This quarter’s DAB Action Day subject is the “Mental Game”. You can read all of the posts here.
The attitude that “Mental Management” is a bunch of hooha seems pretty common. Who wants to sit around and get all touchy-feely, spending time just thinking about agility? We agility participants are DO-ers, living in DO-land (heh), and any methodologies reeking of “self-help” can be construed as only for those that need “helping”, a sure sign of weakness.
I have to admit that Silvia Trkman’s recent post that was recently circulated around the interwebs really rubbed me the wrong way. She declared in a roundabout way that setting goals only sets you up for disappointment. That if you truly love your dogs and playing agility with them that you will just go out there and train, purely for the sheer joy of it and not ever worry about the results. That she is so unfathomably successful precisely because she doesn’t care.
Apologies in advance, and this is nothing against ST personally, but I call bullshit.
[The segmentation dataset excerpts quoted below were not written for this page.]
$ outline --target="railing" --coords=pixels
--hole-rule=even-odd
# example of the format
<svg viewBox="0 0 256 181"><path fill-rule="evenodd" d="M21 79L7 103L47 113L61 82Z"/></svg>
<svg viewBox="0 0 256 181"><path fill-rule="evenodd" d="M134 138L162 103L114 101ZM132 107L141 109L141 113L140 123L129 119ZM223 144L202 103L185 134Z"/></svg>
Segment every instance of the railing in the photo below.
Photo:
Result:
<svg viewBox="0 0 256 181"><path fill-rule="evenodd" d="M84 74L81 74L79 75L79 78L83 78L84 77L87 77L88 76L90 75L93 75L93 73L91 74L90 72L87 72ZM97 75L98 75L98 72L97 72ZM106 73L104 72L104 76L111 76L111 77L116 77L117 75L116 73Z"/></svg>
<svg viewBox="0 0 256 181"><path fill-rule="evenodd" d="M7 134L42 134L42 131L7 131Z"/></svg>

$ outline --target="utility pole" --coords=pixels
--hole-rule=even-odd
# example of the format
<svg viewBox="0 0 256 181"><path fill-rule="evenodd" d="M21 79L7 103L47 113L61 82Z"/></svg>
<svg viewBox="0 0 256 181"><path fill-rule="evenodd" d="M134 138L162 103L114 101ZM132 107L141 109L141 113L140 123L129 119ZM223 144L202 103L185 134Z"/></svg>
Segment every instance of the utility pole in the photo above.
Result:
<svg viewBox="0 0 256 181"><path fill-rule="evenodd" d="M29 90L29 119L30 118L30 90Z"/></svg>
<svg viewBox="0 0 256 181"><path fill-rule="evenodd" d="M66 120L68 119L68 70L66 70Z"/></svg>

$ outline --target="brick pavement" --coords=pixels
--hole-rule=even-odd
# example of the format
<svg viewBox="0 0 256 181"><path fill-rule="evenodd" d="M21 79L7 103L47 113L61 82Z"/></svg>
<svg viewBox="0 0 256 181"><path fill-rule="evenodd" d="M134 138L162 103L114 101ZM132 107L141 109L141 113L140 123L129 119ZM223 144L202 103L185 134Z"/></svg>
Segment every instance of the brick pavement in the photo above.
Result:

The whole blog post, that so many people—including other big names in dog sport glommed onto—was basically a red herring. What I find particularly irksome is that she insinuates that setting and working towards goals AND appreciating the moments you spend training and trialing your dogs are mutually exclusive.
While I think Silvia has a talent for making people feel good about agility, and I applaud her willingness to embrace everyone and see their strengths, I feel that she is really manipulating people’s emotions here. Can SHE, Silvia Trkman of phenomenal physical and dog training abilities jaunt through the Alps with her dogs, do some supersonic dog walks just for kicks, sprinkle some fairy dust, wiggle her nose, and then go on to win World Championships? Clearly she can, and she has. However, I believe that she is one in a million, with her innate talents and abilities. The other 99% of us need a bit more structure to even consider accomplishing a portion of what she has done.
She goes on to say, “I try to train better and to get better because I love to learn, to progress, to improve.”
So here’s my question;
If you have no “yardstick” to measure your goals by, how do you know you are improving?
If you are in this sport, and you are competing, that means you have a competitive nature. Period. This sport chews up and spits out those who do not have the grit and the balls to endure brutal failures and come back for more. The backyard warriors out there do exist, and I think that’s fabulous. But they are not going to regionals or Nationals or World Championships. You don’t end up on that stage by accident, regardless of how talented you are.
To tell people that goal setting is a waste of time, to me, seems a bit flippant.
Having goals does not mean you are obsessed with winning. Through my growing education of mental management and goal-setting, I’ve learned that “winning XYZ event” is not a productive objective. Giving yourself yardsticks by which to measure your progress is how you do eventually “win” those events by way of working on the things you can control.
Just writing down what you want to accomplish, setting some general timelines and how you will get there, then checking back on those plans and adjusting accordingly can do wonders. It has for me.
I can go into what I’ve accomplished this year and who was very responsible for helping me along the way, but thats for another post. I will say that goal setting works. And it actually has allowed me to enjoy my dogs and my training more, because I know my plan, I know where we’re going, and that even if we don’t check off the box that says “Done”, that we have spent time working towards something. The dogs don’t care, all they know is that we are playing/working together and are having a good time doing it.
One thing I am sure Silvia and I would agree on is that you must always, always, always be positive, and you must love what you are doing. There are competitors who we all know who get overcome by results and it absolutely leeches the fun out of the relationship with the dog. There IS a balance there, and for most of us, just a bit of structure can help us focus on what is most important, and that is enjoying the journey with your dog.